Setting the parameters `return_similarity_matrices` and `return_solutions_matrices` to `TRUE` will turn the result of the function to a three-element list containing the corresponding solutions matrices and final fused similarity matrices of those cluster solutions, should you require these objects for your own stability calculations.
The function `subsample_pairwise_aris` can then be used to calculate the ARIs between cluster solutions across the subsamples.
```{r eval = FALSE}
subsample_cluster_solutions <- batch_subsample_results[["cluster_solutions"]]
pairwise_aris <- subsample_pairwise_aris(
subsample_cluster_solutions,
return_raw_aris = TRUE
)
```
`pairwise_aris` is a list containing a summary data frame of the ARIs between subsamples for each row of the original settings matrix, as well as another list of all the generated inter-subsample ARIs as a result of setting `return_raw_aris` to `TRUE`.

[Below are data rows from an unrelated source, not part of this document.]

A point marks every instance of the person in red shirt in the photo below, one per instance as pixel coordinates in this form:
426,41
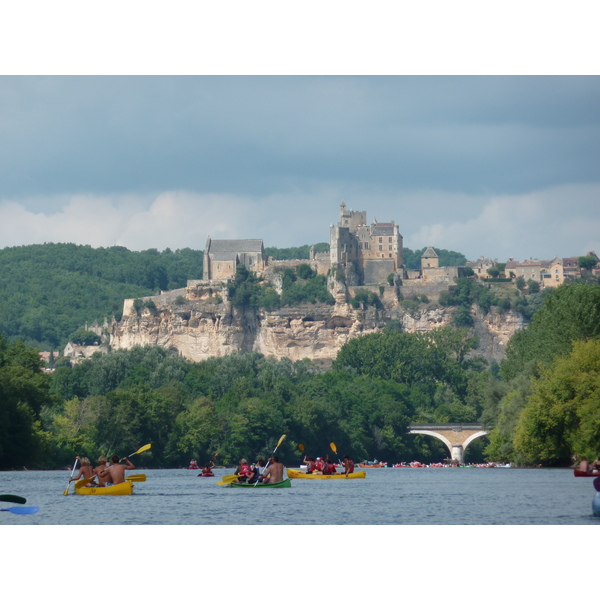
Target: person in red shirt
329,467
244,471
310,464
348,465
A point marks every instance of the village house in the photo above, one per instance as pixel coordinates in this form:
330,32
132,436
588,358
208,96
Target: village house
481,265
222,257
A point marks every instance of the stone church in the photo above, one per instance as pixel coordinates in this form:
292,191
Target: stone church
221,258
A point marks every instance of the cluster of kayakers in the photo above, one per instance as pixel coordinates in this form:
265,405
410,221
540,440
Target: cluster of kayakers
260,471
105,473
325,466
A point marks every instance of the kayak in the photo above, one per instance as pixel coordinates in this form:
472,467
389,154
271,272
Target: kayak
120,489
579,473
280,484
296,474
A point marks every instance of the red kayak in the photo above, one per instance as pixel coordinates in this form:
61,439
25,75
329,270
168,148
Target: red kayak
579,473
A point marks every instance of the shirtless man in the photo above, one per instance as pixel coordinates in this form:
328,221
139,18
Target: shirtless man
117,471
273,473
103,479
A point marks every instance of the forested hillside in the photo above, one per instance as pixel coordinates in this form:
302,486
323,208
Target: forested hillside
48,291
544,408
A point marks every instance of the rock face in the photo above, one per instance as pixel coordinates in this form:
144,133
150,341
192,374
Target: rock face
199,323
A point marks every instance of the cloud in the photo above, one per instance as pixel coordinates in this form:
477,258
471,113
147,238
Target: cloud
561,221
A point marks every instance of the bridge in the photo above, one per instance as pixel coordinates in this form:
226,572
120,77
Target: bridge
456,436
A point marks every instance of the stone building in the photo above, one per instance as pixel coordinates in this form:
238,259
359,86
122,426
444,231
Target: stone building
222,257
481,265
367,254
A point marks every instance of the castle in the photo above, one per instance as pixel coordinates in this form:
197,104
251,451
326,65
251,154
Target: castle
363,254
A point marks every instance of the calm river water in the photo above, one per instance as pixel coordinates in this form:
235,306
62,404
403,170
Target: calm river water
464,496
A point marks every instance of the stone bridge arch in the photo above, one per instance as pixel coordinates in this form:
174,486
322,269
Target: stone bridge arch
456,436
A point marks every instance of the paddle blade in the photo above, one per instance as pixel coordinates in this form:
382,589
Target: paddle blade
12,498
83,482
22,510
228,479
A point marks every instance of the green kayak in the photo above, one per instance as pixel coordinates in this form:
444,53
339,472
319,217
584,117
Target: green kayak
284,483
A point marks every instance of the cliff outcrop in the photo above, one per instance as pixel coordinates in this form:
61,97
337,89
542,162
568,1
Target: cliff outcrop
199,322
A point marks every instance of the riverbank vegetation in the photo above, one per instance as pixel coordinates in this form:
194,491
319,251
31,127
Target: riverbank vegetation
541,404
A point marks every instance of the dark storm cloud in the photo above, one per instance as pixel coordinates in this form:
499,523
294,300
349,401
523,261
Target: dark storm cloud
257,135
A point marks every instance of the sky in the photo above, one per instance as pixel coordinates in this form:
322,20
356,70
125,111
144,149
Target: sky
495,166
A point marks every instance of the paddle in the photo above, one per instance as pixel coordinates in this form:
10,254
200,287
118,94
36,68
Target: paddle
11,498
66,492
278,444
22,510
83,482
333,447
227,479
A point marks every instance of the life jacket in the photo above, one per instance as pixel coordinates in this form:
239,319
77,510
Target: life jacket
254,473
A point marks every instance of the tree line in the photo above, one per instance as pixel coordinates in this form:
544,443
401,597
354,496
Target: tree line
542,405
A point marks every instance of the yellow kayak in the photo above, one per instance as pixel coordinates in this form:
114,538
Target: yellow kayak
299,474
121,489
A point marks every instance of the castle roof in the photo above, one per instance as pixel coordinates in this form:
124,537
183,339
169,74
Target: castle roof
229,249
382,229
430,253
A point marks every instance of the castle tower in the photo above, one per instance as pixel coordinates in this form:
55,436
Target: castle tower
430,259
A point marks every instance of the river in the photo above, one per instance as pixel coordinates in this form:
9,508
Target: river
388,544
463,496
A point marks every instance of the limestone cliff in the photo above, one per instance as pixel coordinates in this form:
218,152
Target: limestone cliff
199,322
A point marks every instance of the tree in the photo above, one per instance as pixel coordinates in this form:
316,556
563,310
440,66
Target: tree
569,313
562,416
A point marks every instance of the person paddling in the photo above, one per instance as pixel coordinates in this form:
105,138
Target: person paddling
103,478
310,464
273,473
117,471
208,467
348,465
243,471
329,467
85,471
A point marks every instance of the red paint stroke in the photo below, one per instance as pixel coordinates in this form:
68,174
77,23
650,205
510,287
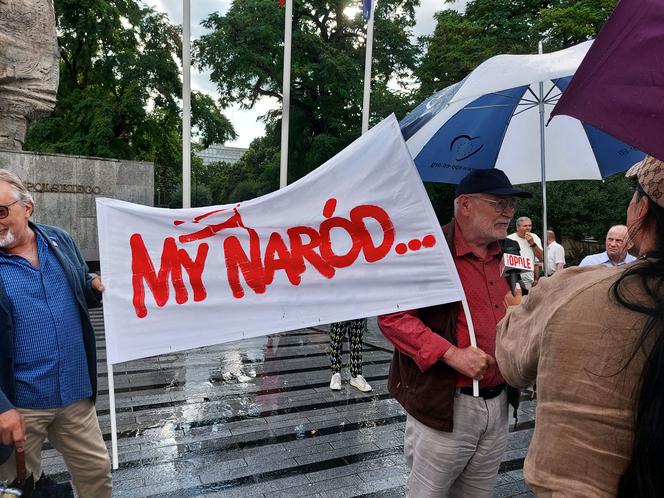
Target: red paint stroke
172,262
289,253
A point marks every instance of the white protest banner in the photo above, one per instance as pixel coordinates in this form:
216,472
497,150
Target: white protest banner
356,237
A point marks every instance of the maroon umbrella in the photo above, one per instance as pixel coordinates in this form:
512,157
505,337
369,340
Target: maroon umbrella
619,86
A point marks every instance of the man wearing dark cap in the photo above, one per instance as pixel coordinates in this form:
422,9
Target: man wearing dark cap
454,441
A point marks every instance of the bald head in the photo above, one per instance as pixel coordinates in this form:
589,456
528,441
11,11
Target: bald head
617,243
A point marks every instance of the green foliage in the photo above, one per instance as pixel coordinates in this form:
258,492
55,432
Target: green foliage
244,52
120,88
579,209
460,42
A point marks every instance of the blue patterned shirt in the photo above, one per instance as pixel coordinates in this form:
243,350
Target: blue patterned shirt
50,364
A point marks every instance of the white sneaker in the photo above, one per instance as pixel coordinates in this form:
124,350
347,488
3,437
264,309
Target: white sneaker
360,383
335,383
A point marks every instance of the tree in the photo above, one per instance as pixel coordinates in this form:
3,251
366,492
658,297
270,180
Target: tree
460,42
120,88
244,52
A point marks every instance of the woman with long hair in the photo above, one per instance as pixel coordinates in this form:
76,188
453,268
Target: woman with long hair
593,340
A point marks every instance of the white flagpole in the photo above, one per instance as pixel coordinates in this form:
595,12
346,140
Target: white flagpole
545,245
366,101
114,424
288,29
186,104
473,340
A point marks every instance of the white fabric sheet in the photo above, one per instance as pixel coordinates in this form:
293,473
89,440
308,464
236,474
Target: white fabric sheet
215,303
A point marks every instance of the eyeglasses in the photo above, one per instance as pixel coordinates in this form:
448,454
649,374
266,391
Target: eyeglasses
501,204
4,210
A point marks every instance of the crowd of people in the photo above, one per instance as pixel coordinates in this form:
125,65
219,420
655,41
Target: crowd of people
590,337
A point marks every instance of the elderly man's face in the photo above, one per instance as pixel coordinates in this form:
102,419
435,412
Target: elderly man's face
491,216
17,218
616,242
524,227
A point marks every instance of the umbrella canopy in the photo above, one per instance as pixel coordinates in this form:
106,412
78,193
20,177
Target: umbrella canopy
492,119
619,87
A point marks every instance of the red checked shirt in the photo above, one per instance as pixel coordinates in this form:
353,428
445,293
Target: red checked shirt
485,290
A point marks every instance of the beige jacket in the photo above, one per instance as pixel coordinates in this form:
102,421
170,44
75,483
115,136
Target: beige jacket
573,340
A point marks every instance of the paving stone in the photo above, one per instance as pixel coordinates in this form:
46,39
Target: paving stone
234,420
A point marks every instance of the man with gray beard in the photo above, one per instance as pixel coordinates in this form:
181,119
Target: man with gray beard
48,366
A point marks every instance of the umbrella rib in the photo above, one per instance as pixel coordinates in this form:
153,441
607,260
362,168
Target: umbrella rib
487,106
549,92
524,110
533,94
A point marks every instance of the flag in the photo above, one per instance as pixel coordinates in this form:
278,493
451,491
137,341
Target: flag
366,9
356,237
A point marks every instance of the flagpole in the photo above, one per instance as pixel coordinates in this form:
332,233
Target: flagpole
366,101
285,102
186,104
114,423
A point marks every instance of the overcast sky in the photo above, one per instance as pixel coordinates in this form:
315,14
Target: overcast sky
246,123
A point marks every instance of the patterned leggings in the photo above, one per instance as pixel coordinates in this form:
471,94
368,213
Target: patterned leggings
354,329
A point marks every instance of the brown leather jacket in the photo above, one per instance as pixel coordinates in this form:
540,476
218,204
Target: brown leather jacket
429,396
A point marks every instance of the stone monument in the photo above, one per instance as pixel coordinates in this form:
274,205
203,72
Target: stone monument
64,187
29,67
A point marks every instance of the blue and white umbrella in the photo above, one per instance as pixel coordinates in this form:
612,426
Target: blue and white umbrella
492,119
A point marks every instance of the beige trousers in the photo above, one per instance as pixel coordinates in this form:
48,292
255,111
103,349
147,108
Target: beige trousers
463,463
74,431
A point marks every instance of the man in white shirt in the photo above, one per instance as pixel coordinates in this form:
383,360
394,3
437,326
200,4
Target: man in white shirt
555,254
530,245
616,249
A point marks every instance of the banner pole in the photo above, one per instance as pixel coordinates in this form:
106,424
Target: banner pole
366,100
473,340
285,101
114,425
186,104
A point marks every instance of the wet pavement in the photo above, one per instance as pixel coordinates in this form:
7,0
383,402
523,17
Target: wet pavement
257,418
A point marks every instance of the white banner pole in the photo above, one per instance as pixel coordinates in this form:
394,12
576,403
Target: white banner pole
114,424
186,104
473,341
285,111
366,101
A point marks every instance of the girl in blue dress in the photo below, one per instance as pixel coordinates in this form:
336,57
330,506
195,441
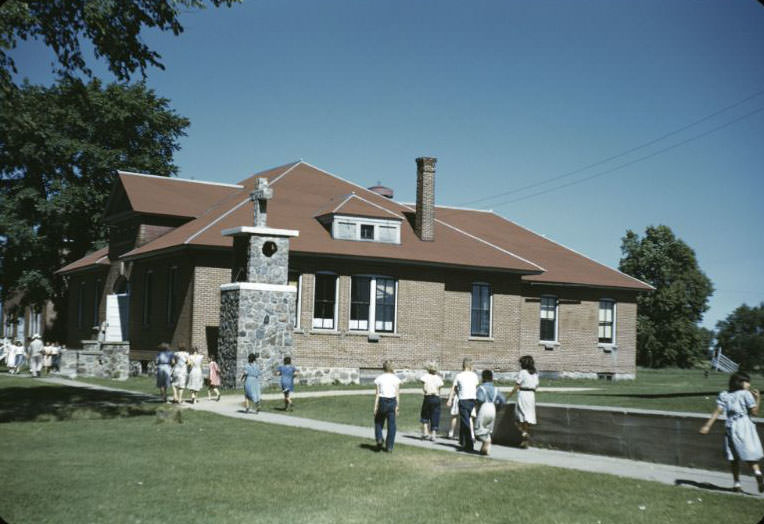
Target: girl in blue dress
251,378
287,373
741,442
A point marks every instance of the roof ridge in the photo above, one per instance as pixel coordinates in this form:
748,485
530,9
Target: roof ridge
367,190
353,195
571,249
177,179
290,164
484,241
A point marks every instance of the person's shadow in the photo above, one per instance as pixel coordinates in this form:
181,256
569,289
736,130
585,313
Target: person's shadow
704,485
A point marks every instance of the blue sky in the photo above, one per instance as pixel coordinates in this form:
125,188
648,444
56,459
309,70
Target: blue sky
505,94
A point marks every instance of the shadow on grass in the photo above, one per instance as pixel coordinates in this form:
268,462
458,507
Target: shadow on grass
56,403
653,395
702,485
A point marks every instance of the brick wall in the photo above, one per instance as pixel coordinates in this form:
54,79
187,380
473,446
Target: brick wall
578,350
175,330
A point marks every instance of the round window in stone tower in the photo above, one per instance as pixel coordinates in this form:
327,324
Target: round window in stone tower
269,249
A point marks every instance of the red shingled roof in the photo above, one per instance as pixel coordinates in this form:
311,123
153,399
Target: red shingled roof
562,264
160,195
94,259
302,192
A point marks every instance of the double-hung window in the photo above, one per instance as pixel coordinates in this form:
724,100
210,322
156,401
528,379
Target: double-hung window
372,298
606,324
172,283
325,302
481,310
295,279
147,299
548,328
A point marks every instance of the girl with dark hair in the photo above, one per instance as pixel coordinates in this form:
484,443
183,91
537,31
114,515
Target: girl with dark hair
488,397
287,372
525,409
251,378
741,442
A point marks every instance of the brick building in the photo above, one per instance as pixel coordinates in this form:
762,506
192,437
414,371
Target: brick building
376,279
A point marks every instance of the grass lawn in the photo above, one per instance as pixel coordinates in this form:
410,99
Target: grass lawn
88,463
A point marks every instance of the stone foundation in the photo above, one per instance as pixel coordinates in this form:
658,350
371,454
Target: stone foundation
254,320
97,359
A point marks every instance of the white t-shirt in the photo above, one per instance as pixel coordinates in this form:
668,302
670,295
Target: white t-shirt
432,384
466,385
526,380
387,385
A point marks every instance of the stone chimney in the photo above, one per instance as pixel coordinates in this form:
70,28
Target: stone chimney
424,222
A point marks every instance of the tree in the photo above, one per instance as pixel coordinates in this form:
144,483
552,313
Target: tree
667,321
741,336
113,27
59,148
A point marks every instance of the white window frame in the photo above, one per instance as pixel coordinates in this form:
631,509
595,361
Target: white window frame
81,305
372,327
298,305
359,221
612,343
556,318
490,309
336,302
148,284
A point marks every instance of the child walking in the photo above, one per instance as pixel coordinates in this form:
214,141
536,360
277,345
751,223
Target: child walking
525,409
741,442
251,378
287,372
214,378
429,415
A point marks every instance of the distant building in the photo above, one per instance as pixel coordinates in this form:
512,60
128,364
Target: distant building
376,279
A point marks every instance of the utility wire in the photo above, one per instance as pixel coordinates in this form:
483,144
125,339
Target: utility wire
640,159
618,155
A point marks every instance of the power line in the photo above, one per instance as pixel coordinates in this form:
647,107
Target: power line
618,155
632,162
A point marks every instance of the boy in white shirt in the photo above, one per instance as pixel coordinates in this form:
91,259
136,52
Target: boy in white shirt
430,413
386,405
465,383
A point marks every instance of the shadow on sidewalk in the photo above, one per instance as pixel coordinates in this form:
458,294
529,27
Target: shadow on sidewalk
702,485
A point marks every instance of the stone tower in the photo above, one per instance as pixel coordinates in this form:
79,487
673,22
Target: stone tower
257,308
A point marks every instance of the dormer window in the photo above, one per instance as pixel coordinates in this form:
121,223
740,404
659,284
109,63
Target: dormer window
366,229
367,232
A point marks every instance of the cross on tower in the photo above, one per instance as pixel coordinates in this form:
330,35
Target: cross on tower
260,196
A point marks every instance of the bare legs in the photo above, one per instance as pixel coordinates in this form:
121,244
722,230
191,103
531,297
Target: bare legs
523,427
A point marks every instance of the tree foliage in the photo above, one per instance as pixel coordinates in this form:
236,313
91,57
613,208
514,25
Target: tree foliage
741,336
59,148
113,27
667,323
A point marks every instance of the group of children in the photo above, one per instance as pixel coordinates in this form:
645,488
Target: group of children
41,358
251,378
472,403
183,370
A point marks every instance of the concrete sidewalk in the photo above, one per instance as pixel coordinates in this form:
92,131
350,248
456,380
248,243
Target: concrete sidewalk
231,406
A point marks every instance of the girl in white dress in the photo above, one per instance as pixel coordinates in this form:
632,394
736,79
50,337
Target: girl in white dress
195,379
179,374
525,409
741,441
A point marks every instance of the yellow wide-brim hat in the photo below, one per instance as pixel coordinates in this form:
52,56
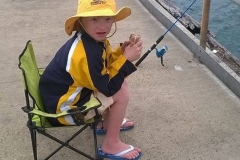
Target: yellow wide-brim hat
92,8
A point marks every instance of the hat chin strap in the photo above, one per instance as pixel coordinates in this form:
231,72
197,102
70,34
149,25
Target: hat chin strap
115,27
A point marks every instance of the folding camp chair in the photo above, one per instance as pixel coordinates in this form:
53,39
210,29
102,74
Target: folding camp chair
37,118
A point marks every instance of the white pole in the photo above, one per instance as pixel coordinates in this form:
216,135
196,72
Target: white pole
204,23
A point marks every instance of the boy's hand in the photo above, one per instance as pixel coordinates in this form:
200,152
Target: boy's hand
133,51
124,45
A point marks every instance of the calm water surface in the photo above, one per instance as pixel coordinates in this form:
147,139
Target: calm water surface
224,21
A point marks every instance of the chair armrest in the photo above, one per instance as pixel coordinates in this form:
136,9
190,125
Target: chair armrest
93,103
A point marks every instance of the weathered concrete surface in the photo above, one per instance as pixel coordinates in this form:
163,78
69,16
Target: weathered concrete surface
181,111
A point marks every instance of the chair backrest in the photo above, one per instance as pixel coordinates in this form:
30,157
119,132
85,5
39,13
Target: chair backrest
28,65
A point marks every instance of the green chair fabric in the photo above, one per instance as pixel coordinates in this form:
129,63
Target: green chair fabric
37,117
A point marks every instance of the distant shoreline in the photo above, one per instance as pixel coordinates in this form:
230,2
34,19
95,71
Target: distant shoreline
194,27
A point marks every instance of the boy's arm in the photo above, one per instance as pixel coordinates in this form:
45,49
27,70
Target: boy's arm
108,80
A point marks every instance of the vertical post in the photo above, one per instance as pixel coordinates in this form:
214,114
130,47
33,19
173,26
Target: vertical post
204,23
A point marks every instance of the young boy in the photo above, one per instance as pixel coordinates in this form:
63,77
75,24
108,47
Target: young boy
86,64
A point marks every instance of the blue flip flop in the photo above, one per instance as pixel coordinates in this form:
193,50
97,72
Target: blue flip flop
104,131
117,156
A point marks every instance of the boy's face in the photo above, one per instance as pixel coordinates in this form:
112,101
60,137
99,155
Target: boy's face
97,27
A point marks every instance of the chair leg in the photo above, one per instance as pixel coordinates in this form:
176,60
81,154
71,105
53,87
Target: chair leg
34,142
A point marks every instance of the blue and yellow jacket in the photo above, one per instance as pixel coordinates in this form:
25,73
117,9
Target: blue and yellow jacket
80,67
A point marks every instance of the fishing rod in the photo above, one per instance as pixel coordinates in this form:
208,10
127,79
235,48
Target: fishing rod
160,55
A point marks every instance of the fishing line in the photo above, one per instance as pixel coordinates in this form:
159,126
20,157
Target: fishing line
162,36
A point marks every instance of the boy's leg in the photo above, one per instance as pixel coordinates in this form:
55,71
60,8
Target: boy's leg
112,143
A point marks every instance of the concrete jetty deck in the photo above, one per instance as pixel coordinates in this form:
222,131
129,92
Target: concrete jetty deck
182,111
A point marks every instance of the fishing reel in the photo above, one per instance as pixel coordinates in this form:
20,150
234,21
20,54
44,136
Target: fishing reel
161,52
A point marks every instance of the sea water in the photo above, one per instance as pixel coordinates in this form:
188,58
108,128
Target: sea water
224,21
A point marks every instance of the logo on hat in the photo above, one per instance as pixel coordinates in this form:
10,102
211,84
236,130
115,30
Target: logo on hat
96,2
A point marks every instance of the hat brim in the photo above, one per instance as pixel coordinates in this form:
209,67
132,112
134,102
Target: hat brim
119,15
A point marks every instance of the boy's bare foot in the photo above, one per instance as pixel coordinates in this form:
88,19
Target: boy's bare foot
126,123
116,148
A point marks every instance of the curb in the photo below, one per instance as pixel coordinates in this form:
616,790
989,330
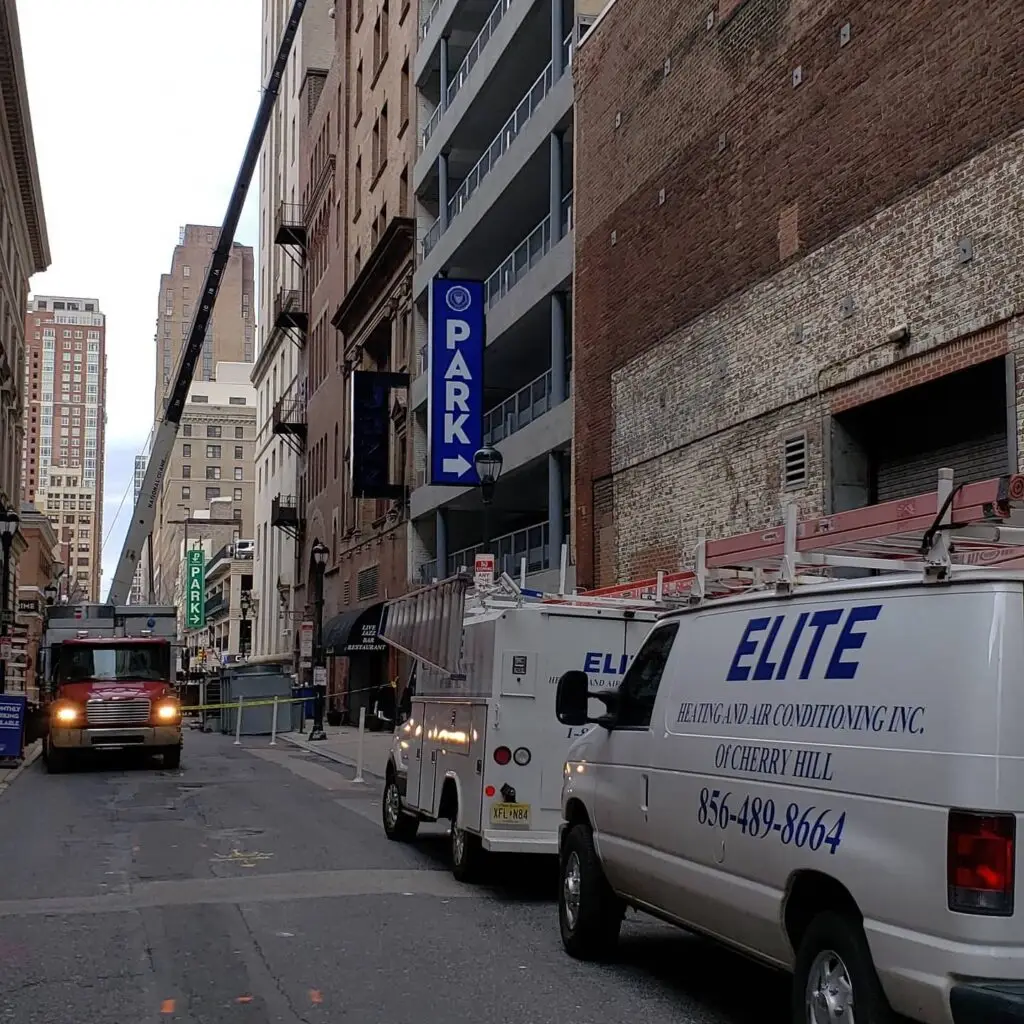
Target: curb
31,755
327,755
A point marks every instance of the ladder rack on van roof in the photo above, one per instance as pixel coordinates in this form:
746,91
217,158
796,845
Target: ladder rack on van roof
973,524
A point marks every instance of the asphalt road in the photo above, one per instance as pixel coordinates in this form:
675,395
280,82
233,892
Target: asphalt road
256,886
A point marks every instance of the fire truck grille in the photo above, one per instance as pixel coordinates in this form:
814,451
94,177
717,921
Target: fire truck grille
134,711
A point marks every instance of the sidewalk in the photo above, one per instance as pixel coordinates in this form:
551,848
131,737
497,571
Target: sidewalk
342,745
8,775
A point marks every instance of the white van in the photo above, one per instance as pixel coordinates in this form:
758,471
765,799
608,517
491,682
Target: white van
828,778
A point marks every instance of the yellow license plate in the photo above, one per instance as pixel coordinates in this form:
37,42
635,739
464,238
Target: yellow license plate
510,814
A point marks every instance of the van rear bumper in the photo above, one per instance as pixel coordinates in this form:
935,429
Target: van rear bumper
987,1003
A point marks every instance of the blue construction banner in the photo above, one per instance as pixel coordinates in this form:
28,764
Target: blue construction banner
11,724
455,401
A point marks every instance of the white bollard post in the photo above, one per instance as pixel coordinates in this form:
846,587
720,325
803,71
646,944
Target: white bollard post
358,755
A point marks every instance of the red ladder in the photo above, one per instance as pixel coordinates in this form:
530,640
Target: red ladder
978,526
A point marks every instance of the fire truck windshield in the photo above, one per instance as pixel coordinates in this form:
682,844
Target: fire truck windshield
114,663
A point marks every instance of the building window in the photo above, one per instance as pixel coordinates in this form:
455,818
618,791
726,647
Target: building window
403,96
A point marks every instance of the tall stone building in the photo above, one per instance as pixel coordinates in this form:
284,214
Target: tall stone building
211,467
281,428
231,333
24,252
65,428
230,339
799,271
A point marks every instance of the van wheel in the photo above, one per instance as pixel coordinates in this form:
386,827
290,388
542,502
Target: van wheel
590,914
835,978
398,826
467,853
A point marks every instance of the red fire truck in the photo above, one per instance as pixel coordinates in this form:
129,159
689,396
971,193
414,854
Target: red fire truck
109,684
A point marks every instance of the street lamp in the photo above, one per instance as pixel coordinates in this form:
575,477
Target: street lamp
318,556
8,527
487,461
247,607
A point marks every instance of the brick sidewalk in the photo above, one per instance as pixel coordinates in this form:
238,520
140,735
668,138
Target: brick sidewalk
342,745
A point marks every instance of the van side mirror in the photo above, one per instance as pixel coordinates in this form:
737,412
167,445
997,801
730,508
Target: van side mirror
572,698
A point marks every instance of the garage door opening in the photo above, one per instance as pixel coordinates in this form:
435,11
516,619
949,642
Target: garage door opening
894,448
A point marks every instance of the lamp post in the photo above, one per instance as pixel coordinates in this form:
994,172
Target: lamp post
318,556
487,461
8,527
246,604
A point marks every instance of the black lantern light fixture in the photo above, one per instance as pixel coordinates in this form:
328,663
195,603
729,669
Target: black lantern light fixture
8,527
318,555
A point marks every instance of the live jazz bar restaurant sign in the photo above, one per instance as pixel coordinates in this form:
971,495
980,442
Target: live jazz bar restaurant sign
195,589
455,416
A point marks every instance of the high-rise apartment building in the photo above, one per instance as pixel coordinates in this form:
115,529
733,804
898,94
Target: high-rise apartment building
212,465
281,426
230,339
231,333
139,585
62,460
24,251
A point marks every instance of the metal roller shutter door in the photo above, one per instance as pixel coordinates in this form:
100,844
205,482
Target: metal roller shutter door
978,459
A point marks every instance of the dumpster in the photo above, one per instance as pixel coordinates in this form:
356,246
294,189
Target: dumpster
259,684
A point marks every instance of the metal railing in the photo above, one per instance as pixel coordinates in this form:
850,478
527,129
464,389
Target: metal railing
499,146
518,410
526,255
508,551
476,48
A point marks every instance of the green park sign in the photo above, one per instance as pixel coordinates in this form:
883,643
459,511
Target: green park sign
195,589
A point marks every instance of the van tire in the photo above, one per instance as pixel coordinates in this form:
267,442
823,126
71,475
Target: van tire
467,852
398,826
591,931
835,934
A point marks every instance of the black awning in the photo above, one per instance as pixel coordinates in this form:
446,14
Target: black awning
354,632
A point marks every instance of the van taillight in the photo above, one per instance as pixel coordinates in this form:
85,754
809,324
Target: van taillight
980,863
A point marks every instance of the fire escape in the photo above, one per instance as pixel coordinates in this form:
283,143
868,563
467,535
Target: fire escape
291,320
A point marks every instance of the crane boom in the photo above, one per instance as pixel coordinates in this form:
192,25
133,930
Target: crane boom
166,432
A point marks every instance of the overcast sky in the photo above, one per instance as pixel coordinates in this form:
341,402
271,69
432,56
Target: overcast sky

The raw inter-subsample ARIs corresponding to a particualr settings matrix row can be visualized with a heatmap:
```{r eval = FALSE}
ComplexHeatmap::Heatmap(
raw_aris[[1]],
heatmap_legend_param = list(
color_bar = "continuous",
title = "Inter-Subsample\nARI",
at = c(0, 0.5, 1)
),
show_column_names = FALSE,
show_row_names = FALSE
)
```
{width=700px}
To calculate information about how often each pair of observations clustered together across the subsamples, we can use the `calculate_coclustering` function:
```{r eval = FALSE}
coclustering_results <- calculate_coclustering(
subsample_cluster_solutions,
solutions_matrix
)
```
Note that the runtime of this function scales quadratically with the number of observations and linearly with the number of subsamples.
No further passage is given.